Introduction
CI’s build.yaml
currently supports job outputs and inputs. An output may refer to any directory or file in the /io
filesystem. Outputs are mapped to an “output filesystem” whose root roughly corresponds to some folder in GCS. An input may refer to any directory or file in the “output filesystem,” even unmentioned sub-directories of explicitly mentioned output directories. Consider a runImage
job with this file hierarchy:
/io/
foo
dir/
bar
dir2/
baz
This is a valid outputs
block:
outputs:
- from: /io/file
to: /foo/file
- from: /io/dir
to: /dir
Another job which depends on it may specify this inputs
block:
inputs:
- from: /foo/file
to: /io/foo/file
- from: /dir/dir2
to: /io/dir2
- from: /dir/bar
to: /io/dir/bar
This design has a major issue: gsutil
takes orders of magnitude more time to recursively copy a file hierarchy with many paths than it takes to tar the hierarchy, copy the tar, and untar on the receiver.

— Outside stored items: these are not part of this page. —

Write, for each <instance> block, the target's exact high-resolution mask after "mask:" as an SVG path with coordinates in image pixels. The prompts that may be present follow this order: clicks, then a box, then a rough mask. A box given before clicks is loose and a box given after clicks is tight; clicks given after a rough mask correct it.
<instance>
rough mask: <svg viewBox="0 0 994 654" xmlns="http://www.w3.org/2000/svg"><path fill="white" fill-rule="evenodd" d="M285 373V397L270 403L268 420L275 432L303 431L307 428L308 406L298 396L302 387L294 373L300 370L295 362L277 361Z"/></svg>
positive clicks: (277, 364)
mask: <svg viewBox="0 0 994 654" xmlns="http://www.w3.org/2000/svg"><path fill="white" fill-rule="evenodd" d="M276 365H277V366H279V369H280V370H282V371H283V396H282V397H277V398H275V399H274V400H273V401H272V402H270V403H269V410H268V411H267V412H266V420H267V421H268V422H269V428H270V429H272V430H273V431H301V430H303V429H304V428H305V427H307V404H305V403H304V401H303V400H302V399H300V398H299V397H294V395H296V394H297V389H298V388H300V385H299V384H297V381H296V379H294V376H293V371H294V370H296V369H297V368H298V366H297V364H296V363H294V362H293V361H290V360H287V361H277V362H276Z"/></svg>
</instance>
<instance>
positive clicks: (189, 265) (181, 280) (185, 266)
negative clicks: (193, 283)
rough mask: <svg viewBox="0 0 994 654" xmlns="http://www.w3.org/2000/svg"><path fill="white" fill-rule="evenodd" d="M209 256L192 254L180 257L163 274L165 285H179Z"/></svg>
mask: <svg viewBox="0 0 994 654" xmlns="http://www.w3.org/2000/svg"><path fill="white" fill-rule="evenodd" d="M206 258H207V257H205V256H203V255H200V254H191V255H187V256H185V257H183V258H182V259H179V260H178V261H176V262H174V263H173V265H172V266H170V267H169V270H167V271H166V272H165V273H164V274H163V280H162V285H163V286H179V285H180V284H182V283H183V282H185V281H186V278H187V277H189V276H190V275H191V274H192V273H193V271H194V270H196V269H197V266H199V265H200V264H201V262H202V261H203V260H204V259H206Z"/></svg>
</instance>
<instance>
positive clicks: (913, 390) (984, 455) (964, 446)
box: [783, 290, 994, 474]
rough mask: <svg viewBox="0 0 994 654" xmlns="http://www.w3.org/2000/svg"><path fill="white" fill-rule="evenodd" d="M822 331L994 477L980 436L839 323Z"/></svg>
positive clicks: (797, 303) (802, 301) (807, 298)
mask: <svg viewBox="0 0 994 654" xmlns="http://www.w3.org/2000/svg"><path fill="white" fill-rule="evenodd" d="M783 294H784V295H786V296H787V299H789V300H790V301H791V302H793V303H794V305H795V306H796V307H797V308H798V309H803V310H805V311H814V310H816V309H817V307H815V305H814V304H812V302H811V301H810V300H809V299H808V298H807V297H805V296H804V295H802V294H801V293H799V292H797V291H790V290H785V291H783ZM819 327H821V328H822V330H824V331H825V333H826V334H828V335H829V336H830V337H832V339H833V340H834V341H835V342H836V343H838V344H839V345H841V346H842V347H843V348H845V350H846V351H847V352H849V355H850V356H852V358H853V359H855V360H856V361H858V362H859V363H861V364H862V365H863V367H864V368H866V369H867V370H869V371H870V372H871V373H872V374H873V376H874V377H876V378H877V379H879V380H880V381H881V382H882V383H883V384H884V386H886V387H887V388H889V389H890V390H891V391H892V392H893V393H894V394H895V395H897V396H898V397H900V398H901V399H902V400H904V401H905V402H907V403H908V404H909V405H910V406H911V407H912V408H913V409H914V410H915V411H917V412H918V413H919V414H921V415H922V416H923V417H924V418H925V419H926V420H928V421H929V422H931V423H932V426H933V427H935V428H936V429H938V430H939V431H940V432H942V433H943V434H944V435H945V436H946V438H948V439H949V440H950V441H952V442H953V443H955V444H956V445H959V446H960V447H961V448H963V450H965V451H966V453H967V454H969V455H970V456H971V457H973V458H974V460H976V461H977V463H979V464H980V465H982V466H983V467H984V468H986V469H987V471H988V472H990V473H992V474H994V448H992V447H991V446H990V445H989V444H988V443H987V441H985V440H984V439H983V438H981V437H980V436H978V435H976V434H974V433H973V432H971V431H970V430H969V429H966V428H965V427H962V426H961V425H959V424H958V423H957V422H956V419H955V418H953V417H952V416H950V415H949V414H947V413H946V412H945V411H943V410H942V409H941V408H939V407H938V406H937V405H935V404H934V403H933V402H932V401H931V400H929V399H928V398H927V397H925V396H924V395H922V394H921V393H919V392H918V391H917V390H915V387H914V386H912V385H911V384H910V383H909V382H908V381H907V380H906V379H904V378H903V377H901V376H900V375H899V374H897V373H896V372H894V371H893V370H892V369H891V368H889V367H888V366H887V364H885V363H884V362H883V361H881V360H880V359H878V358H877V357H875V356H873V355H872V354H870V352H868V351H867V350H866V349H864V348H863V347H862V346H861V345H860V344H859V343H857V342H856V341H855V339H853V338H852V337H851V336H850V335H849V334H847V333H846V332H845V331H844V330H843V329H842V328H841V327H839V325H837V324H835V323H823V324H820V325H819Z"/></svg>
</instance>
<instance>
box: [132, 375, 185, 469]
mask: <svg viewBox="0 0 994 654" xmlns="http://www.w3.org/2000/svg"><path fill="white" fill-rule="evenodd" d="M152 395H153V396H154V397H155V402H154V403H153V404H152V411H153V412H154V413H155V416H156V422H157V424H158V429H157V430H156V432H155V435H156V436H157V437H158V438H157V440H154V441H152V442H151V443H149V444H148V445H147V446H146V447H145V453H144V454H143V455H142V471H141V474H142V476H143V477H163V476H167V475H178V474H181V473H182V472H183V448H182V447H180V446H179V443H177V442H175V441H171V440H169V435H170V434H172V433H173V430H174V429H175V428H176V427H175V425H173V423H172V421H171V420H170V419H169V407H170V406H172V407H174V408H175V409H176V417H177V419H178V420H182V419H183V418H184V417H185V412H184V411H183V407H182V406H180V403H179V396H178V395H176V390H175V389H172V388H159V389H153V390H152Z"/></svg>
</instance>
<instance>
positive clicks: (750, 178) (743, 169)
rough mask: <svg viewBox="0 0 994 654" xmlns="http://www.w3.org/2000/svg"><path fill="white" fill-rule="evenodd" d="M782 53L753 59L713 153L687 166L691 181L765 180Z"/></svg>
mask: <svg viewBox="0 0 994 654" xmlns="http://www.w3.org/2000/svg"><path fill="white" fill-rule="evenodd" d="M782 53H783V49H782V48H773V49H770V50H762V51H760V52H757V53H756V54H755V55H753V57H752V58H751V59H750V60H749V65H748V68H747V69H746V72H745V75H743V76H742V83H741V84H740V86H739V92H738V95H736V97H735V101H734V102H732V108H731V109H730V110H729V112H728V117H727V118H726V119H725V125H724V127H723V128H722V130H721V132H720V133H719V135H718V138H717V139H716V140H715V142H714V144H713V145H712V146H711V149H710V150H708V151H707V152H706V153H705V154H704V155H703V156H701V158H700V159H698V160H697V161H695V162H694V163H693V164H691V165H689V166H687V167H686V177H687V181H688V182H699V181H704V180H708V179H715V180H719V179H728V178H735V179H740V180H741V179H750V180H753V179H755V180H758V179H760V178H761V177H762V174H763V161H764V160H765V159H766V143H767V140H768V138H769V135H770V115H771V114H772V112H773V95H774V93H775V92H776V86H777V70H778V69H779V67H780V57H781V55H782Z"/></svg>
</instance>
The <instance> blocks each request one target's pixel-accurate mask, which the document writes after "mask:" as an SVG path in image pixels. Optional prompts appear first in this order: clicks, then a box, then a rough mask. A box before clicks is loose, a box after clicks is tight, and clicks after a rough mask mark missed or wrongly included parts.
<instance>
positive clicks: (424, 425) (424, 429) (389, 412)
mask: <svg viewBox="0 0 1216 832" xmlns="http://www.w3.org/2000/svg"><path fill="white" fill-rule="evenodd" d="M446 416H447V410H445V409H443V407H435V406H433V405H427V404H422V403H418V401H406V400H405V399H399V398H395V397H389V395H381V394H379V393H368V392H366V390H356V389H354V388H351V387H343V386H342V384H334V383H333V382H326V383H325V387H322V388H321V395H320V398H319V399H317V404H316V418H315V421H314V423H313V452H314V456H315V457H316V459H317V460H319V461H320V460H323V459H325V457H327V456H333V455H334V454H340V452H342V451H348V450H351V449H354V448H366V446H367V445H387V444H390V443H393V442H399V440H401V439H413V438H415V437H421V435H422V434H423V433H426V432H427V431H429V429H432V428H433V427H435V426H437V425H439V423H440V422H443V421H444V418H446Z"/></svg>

Users may currently address this issue by explicitly using tar and untar in runImage
steps that respectively produce and consume files. Unfortunately, if a buildImage
step depends on only a sub-directory of a tar’ed directory, because of the nature of Docker’s COPY
, the image will grow by at least the size of the entire tar of the file.
Proposal
- Extend the inputs and outputs syntax and functionality to enable tar’ing files.
- Extend the inputs and outputs syntax and functionality to enable extraction of portions or entirety of a tar.
- Force users to explicitly choose to tar or recursively copy a directory, thus avoiding accidental terrible performance.
Syntax & Semantics
outputs:
# copies a file, errors if /foo/bar is a dir
- from: /foo/bar
to: /foo/bar
# recursively copy the contents of /foo/bar to the output folder /foo/bar
- from: /foo/bar
to: /foo/bar
directory: recursive
# copy an "archive" of the contents of /foo/bar to the output file /foo/bar
- from: /foo/bar
to: /foo/bar
directory: archive
inputs:
# copies a file errors if /foo/bar is a dir
- from: /foo/bar
to: /foo/bar
# recursively download all of /foo/bar
- from: /foo/bar
to: /foo/bar
directory: recursive
# recursively download all of /foo/bar/baz
- from: /foo/bar/baz
to: /foo/bar/baz
directory: recursive
# extract the contents of the archived directory /foo/bar
# into the input folder /foo/bar
- from: /foo/bar
to: /foo/bar
directory: archive
# extract a single file or subdir out of the archive /foo/bar
# into the input folder /foo/bar
- from: /foo/bar
to: /foo/bar
directory: archive
extract:
- baz
CI is free to compress and decompress in whatever manner it sees fit. I propose CI uses gunzip. The compressing is done in the output/input containers.